The Society of Breast Imaging (SBI) has also warned that women who were recently vaccinated could have swelling and a lump in the lymph nodes of their armpit that can be mistaken as a sign of breast cancer. As a result, the SBI recommends that women wait until four weeks after getting the vaccine to have a mammogram.
Beyond that, Dr. Schaffner says, it’s really hard at this point to directly tie the vaccine to any other rare side effects. For example, there have been some reports of people experiencing Bell’s palsy (a condition that causes temporary weakness or paralysis of the muscles in your face, per the National Institute of Neurological Disorders and Stroke) after getting vaccinated. “Whether it’s related to the vaccine is still under investigation,” Dr. Schaffner says. “Bell’s palsy also occurs in the general population and it’s occurring in the vaccinated group at the same rate it happens in the general population.” As a result, Dr. Schaffner says, doctors don’t think the vaccine causes Bell’s palsy in some people. But, again, it’s still being investigated.
There have also been reports of some people experiencing lip swelling after having the Moderna vaccine in particular. However, this has been tied to getting lip fillers and, again, is very rare. (The Moderna trial only found two cases of this happening out of 30,000 study participants, per FDA data.)

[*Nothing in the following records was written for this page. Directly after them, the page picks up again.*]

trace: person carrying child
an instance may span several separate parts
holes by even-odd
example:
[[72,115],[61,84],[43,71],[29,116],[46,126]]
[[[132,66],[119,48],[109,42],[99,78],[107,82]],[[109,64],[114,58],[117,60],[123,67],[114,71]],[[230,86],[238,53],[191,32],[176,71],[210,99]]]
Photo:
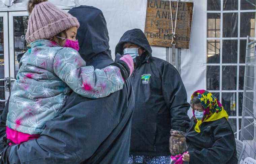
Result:
[[133,69],[129,55],[100,70],[86,66],[77,52],[75,18],[47,0],[29,1],[28,11],[31,48],[21,59],[11,90],[6,130],[10,145],[38,138],[72,90],[89,98],[107,96],[122,89]]

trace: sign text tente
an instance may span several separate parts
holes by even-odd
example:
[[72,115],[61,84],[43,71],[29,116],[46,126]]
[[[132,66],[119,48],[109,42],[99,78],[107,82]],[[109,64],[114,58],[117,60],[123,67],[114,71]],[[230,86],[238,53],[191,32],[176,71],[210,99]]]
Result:
[[[177,1],[171,1],[174,28]],[[172,30],[170,1],[148,0],[145,35],[151,45],[171,47]],[[179,2],[175,40],[176,47],[189,48],[190,37],[192,2]]]

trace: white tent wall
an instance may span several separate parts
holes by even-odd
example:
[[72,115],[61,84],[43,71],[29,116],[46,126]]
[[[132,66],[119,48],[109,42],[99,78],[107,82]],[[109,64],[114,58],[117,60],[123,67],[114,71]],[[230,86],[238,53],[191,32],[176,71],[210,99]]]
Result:
[[[67,9],[81,5],[92,6],[101,10],[107,22],[110,49],[113,58],[116,45],[125,31],[135,28],[144,31],[147,0],[49,0],[62,9]],[[7,7],[6,4],[4,4],[8,1],[11,4],[11,6]],[[15,0],[11,3],[12,1],[0,0],[0,11],[26,10],[28,0]],[[181,76],[187,90],[189,102],[190,96],[194,91],[205,89],[206,87],[207,1],[180,1],[194,3],[190,48],[182,49],[181,55]],[[166,60],[166,47],[152,46],[152,48],[153,56]],[[170,80],[175,79],[170,77]],[[189,115],[192,116],[191,110],[189,111]]]

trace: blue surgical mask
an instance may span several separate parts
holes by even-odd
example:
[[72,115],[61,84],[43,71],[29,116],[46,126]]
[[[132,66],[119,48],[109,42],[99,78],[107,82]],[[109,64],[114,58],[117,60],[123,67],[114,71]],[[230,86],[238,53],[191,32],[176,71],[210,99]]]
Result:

Are the side effects different depending on the vaccine you get?
Not really. The potential side effects listed for each vaccine, be it Moderna, Pfizer, or Johnson & Johnson, are pretty much the same. All of the vaccines are crucial to saving lives and ending the pandemic—and Dr. Schaffner says you shouldn’t try to pick one vaccine over another or defer getting vaccinated over side effect concerns.
How do we know the COVID-19 vaccines won’t have long-term side effects?
Technically, it’s impossible to know for sure, given that the vaccines are less than a year old. But Dr. Schaffner says it’s highly unlikely for the vaccines to have long-term side effects. “Thinking of all the vaccines we use in childhood and adulthood, I can’t think of any long-term side effects,” he says. “Vaccines don’t have a bad effect that occurs eight months, a year or two, or longer.”
Vaccines also go through an incredibly rigorous authorization and approval process with the FDA, requiring lab studies before they can even be tested on humans, Dr. Schaffner says. That’s followed by three clinical trials and an analysis of the data by government experts before it hits the general public. If at any point the FDA thought a vaccine wasn’t safe, they wouldn’t release it, Dr. Schaffner says.
If it helps, Dr. Schaffner recommends taking a look at the *huge* number of people vaccinated, and how few have experienced serious side effects. “We’ve distributed nearly 77 million doses so far, and we’re watching for side effects with great care,” he says. “Rest assured that these are wonderfully effective vaccines.”
If you have questions about the COVID-19 vaccine, talk to your doctor. They should help answer your personal questions and share info that is personalized to you and your health.